Given a set of multivariate, quadratic, non-homogeneous equations, is there a way to decide how many non-negative roots it have?
All the coefficients are real numbers.
The number of variables is the same as the number of equations, and all the equations are independent.
Some of the equations might actually be linear equations.
By "non-negative" solution, I mean a solution in which all the variables take non-negative values.
By some "physical" reasoning, we know it must have at least one non-negative solution.
I know generally a set of n quadratic equations with n variables has at most $2^n$ distinct roots.
The background of this problem is: the set of quadratic equations is the right-hand side of the chemical rate equation. By equating is to zero, the steady-state case is being considered. As we only take one-body or two-body reactions into account, the degree of the equations are at most two. As the abundance of the molecules cannot be negative, we only care about the non-negative solutions.
The number of variables can be up to 1000, so simple numerical test is not practical.
I am not a math student, and I am not sure whether this kind of question is allowed here.
Not efficiently, at least not unless the problem has some additional structure which can be exploited. The set of mixed Nash equilibria of a two-player game can be written as the nonnegative solutions of such a polynomial system. In general it is #P-hard to count the equilibria of such a game (Conitzer and Sandholm). It is even PPAD-hard (still thought to be polynomial time unsolvable) to compute a single equilibrium, although one is guaranteed to exist by Nash's Theorem.

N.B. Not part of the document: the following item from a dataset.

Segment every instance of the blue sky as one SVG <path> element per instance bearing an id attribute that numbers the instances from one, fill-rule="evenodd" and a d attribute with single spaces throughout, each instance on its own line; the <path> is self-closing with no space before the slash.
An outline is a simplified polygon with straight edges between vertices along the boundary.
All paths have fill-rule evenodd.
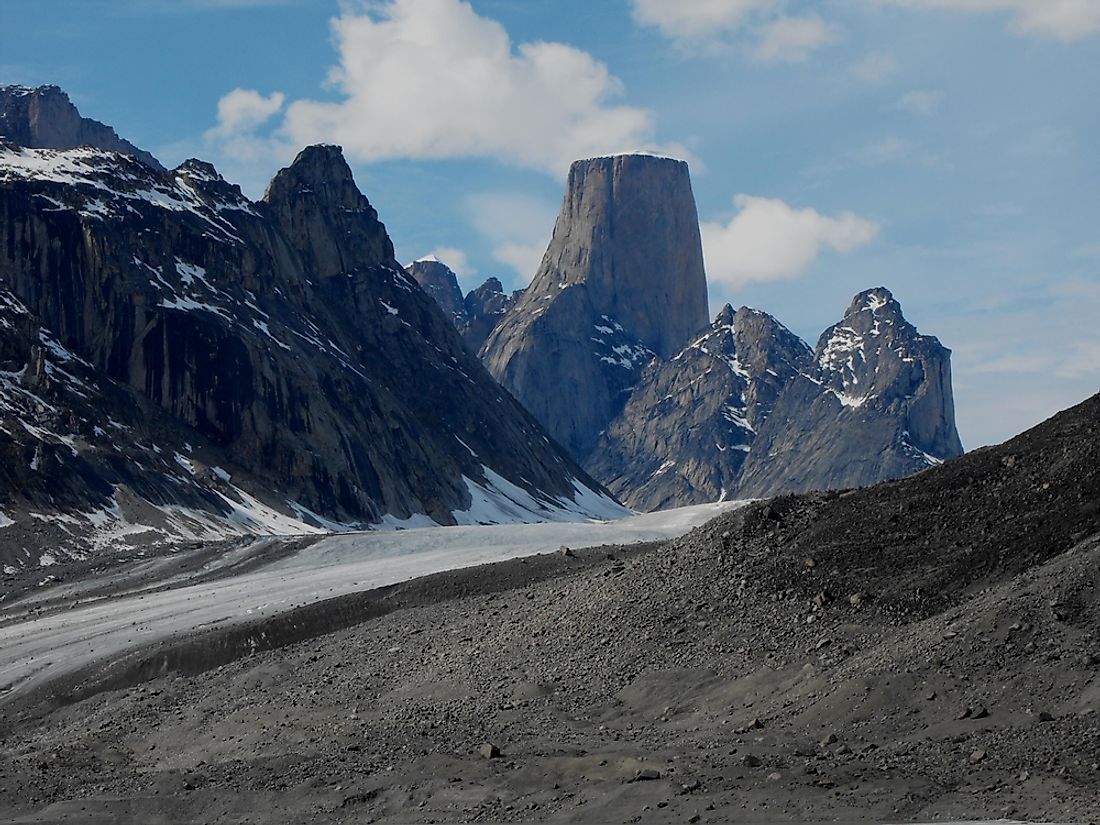
<path id="1" fill-rule="evenodd" d="M 969 448 L 1100 389 L 1100 0 L 3 0 L 0 82 L 253 197 L 341 143 L 466 287 L 527 283 L 571 160 L 682 156 L 713 312 L 813 343 L 890 287 Z"/>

You may want to investigate connections with Nash equilibria further -- if your problem is somehow equivalent to this one then you will have a lot of established results and techniques to build on. Also people would probably find a connection between game theory and chemistry surprising. Or if your problem is easier, looking at Nash equilibria might help you figure out what extra features your problem has that makes it solvable efficiently. If it is harder or incomparable it might still be interesting to know that.